Interview de Jean-Marc Petat, BASF Un avenir fragilisé pour les sites industriels français de produits phytos

Terre-net Média

Le 31 janvier dernier, le Conseil constitutionnel, saisi par l'Union des industriels des produits phytosanitaires (UIPP), a rendu son jugement : l'interdiction de la production en France pour d'autres pays et de l'export des produits bannis de l'UE est conforme à la Constitution, en vertu de la protection de l'environnement. Outre des sites industriels français fragilisés, cette décision entraîne d'autres conséquences pour l'agriculture et le monde agricole. Retrouvez le point de vue Jean-Marc Petat, directeur agriculture durable et communication de BASF France - Division Agro.

Entrepot logistique Quels sont les impacts de ce jugement du Conseil constitutionnel sur les sites industriels français de phytos et sur le monde agricole en général ? (©Hacohob/Fotolia)

Ce jugement du Conseil constitutionnel impacte une grande partie des firmes phytosanitaires, qui disposent de sites industriels en France. Parmi elles, BASF a accepté de répondre aux questions de Terre-net. Retrouvez l'interview complète de Jean-Marc Petat, directeur agriculture durable et communication de BASF France - Division Agro à ce propos.

Terre-net (TN) : Cette décision est-elle un point final à la procédure ? Ou d'autres voies de recours sont-elles possibles ?

Jean-Marc Petat (J-M.P.): Il existe encore une voie de recours en cours d'étude par l'UIPP. Mais cela n’aura pas un effet immédiat, l'article 83 devra être appliqué au 1er janvier 2022 et il y a peu de chances que cette deuxième instance se passe avant. Les entreprises vont donc devoir prendre des décisions immédiates, personne ne va attendre le dernier moment.

« Nous étudions toutes les voies juridiques possibles pour arriver d'une manière ou d'une autre à ce que le cadre de l'article L.253-8 du code rural ne puisse pas subsister en l'état », a précisé Jean-Pierre Chevallier, avocat de l'UIPP, à l'AFP.

TN : Quel est l'impact pour BASF d'une telle mesure ?

J-M.P. : Plus contraignant que la première version, ce dernier décret doit encore être examiné précisément. La première analyse a toutefois montré qu'un de nos trois sites industriels français serait impacté à hauteur de 15 % de ses volumes. À court terme, cela ne semble donc pas insurmontable pour BASF, mais cela entraîne d'autres conséquences.

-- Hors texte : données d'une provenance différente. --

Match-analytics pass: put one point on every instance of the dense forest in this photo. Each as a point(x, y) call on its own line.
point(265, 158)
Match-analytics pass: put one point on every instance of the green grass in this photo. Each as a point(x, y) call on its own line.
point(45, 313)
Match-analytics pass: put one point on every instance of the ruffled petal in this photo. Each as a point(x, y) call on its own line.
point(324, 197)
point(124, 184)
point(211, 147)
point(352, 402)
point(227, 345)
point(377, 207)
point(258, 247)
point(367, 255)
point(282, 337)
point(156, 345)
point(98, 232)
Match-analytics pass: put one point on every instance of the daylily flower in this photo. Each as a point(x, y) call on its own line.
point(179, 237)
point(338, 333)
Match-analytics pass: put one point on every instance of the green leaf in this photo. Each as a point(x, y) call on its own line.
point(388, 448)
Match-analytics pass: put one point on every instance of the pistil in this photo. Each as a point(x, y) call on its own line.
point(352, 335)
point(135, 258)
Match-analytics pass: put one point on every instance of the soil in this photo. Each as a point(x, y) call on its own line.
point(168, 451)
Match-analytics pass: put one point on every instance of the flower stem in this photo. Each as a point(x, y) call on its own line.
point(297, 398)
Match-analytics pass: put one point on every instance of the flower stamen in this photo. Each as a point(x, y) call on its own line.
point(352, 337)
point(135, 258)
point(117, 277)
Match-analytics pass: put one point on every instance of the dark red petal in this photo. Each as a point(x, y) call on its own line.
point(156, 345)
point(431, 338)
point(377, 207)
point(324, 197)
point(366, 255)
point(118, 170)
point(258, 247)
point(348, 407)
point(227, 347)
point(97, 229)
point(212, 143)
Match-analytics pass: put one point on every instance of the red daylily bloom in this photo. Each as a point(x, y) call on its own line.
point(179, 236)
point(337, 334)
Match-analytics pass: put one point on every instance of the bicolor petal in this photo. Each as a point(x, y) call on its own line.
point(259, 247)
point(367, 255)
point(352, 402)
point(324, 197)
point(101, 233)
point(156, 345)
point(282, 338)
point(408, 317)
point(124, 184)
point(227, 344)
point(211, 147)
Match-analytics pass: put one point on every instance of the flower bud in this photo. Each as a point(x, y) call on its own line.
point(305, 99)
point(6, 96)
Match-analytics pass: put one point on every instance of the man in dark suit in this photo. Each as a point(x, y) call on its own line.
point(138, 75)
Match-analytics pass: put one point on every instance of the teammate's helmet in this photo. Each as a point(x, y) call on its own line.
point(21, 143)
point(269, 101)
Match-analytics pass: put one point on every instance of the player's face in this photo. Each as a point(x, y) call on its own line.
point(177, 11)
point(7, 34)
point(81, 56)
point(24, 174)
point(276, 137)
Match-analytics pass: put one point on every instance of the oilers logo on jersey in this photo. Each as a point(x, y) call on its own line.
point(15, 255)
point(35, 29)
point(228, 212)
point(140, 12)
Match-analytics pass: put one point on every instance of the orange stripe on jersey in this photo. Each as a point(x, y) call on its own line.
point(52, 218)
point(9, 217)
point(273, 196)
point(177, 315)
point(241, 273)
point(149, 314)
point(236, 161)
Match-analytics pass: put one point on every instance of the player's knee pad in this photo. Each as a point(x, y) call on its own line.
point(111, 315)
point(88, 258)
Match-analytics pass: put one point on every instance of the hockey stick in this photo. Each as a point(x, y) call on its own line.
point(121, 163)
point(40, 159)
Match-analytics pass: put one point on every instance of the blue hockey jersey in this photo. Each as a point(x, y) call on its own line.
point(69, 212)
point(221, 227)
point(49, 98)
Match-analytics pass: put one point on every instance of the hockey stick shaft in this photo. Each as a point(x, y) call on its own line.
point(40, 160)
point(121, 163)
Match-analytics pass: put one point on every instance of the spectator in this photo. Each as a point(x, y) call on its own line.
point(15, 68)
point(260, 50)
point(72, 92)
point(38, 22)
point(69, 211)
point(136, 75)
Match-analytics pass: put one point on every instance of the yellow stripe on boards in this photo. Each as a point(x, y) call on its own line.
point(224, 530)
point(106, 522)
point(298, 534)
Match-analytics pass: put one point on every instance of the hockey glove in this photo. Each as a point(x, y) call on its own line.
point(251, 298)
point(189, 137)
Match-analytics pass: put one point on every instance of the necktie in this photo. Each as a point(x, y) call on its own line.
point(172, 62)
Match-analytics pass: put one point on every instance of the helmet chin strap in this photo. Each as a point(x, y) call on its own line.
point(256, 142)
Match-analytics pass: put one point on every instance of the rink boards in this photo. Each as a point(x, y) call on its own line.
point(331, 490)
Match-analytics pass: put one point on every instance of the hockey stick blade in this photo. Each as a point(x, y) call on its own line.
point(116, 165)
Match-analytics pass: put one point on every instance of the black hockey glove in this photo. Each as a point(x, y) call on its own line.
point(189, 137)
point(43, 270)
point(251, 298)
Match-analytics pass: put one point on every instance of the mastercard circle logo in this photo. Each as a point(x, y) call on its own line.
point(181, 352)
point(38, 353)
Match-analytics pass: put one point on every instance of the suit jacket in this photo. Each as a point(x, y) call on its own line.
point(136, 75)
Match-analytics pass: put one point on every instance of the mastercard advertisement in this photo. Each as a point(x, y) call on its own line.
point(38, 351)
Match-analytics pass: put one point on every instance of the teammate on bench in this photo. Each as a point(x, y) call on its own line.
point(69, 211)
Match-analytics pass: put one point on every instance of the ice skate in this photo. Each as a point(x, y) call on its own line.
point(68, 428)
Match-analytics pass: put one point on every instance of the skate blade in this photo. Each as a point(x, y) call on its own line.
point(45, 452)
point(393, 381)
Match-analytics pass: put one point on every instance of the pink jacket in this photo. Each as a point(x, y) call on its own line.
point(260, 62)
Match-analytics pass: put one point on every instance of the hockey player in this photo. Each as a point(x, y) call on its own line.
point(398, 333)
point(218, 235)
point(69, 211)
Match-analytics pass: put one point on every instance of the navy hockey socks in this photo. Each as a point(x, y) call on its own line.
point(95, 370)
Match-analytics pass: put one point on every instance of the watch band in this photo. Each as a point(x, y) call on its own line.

L'avenir de ces sites industriels est tout d'abord fragilisé car nous ne sommes pas à l'abri d'une surenchère issue du Parlement ou autre... L'incertitude juridique est donc gigantesque. De plus, une réévaluation d'un certain nombre de matières actives est à venir dans quelques années, pouvant aboutir à une non ré-homologation de celles-ci en Europe. Rien ne nous empêche de penser, chez BASF comme chez nos confrères, qu'on ait alors un impact plus important pour les sites industriels... Cela est inacceptable pour une entreprise qui réalise des investissements à long terme sur un site industriel.

L'impact dépasse également les sites industriels. En tant que premiers ambassadeurs de la France auprès de notre maison mère, nous prenons aussi un "sacré coup" en termes de confiance en la France et en l'avenir. Pour donner confiance au groupe d'investir aussi pour la R&D, le biocontrôle, l'agro-écologie, etc. Pourquoi choisir la France plutôt qu’un autre pays, plus stable réglementairement ? Et à quoi ça sert d’investir en France ? Puisque de toute façon, les mesures réglementaires tuent l’innovation et les emplois industriels...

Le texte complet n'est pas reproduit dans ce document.